Md. Enters Into Fraud Settlement with Amgen, Inc.

Company pays $612 million to states to resolve Medicaid fraud allegations

BALTIMORE (January 4, 2013) – Attorney General Douglas F. Gansler announced today that Maryland, joined by other states and the federal government, reached an agreement with Amgen, Inc. to settle allegations that the company engaged in various illegal marketing practices to promote sales of the drugs Aranesp, Enbrel, Epogen, Neulasta, Neupogen and Sensipar. Amgen was also alleged to have inaccurately reported and manipulated prices for these drugs, causing the submission of false claims.

“This is unfortunately not the first time a pharmaceutical company has improperly marketed one or more of its products to the public,” said Attorney General Gansler. “Hopefully, this settlement sends yet another message to drug manufacturers that state and federal regulators are monitoring their conduct and will come down hard on entities that violate the public trust.”

Amgen will pay the states and the federal government a total of $612 million in civil damages and penalties to compensate Medicaid, Medicare and various federal healthcare programs for harm suffered as a result of its conduct. The Maryland Medicaid program will receive $856,473.73 from the settlement. That payment will provide restitution and other penalties to both the State and Federal governments for the false Medicaid claims.

In addition, Amgen pleaded guilty on December 18 to a criminal information to be filed by the federal government in the United States District Court for the Eastern District of New York, that will allege a violation of Title 21, United States Code, Sections 331(a), and 333(a)(1) and Title 18, United States Code, Sections 2 and 3551 et seq., namely, the introduction into interstate commerce of a drug that was misbranded within the meaning of 21 U.S.C. ? 352(a), specifically, Aranesp, in violation of the Food, Drug and Cosmetic Act (“FDCA”). In addition to the civil damages, Amgen will pay a $136 million fine and a $14 million forfeiture.

The government entities alleged that Amgen engaged in several improper marketing and pricing practices, including:

-- illegally marketing the drugs Aranesp, Enbrel and Neulasta;

-- illegally offering, paying or causing to be paid kickbacks for the purpose of influencing health care providers’ selection and utilization of Aranesp, Enbrel, Epogen, Neulasta, Neupogen and Sensipar for Medicaid recipients;

-- knowingly reporting inaccurate Average Sales Prices (ASPs) for Aranesp, Epogen, Neulasta and Neupogen;

-- knowingly reporting inaccurate Best Prices and Average Manufacturer Prices for Aranesp, Enbrel, Epogen, Neulasta, Neupogen and Sensipar by failing to include remuneration that was paid to health care providers and that was conditioned on purchase of Amgen products in violation of the Medicaid Rebate Statute, 42 U.S.C. ? 1396r-8.

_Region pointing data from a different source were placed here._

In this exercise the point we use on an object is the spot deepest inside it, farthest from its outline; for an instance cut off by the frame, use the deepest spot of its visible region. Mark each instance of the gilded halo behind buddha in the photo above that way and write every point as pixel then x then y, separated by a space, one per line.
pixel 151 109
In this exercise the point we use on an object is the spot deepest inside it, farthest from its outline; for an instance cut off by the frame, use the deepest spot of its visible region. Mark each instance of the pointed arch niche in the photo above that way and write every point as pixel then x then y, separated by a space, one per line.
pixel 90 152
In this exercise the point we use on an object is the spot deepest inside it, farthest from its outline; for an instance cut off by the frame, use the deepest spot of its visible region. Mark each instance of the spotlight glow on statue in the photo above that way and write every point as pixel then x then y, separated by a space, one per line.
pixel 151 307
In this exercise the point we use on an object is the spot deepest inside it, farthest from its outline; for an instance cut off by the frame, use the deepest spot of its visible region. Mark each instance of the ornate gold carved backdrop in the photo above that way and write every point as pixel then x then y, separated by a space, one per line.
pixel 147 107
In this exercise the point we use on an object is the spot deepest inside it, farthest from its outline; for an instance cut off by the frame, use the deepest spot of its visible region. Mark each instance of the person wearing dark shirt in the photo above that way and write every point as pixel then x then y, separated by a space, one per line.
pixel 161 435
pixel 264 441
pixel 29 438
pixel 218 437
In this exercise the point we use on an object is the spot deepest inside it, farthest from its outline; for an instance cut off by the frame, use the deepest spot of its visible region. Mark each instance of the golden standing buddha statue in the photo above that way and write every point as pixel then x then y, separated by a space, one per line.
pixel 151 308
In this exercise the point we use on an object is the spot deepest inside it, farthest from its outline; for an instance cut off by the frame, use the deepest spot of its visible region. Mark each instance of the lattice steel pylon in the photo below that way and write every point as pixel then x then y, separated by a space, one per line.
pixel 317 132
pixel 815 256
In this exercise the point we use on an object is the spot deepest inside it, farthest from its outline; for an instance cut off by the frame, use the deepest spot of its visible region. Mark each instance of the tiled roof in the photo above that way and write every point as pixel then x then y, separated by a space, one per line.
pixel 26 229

As a condition of the settlement, Amgen will enter into a Corporate Integrity Agreement with the United States Department of Health and Human Services, Office of the Inspector General, which will closely monitor the company’s future marketing and sales practices.

This settlement is based on ten qui tam cases that were filed in the United States District Court for the District of Massachusetts, the United States District Court for the Eastern District of New York and the United States District Court for the Western District of Washington by private individuals who filed actions under state and federal false claims statutes.

A National Association of Medicaid Fraud Control Units team participated in the investigation and conducted the settlement negotiations with Amgen on behalf of the settling states. Team members included representatives from the Offices of the Attorneys General for the states of California, Massachusetts, Indiana, Illinois, New York and North Carolina. In announcing the settlement, Attorney General Gansler thanked Medicaid Fraud Control Unit Chief Auditor Ruth Jarrell for her work on this matter.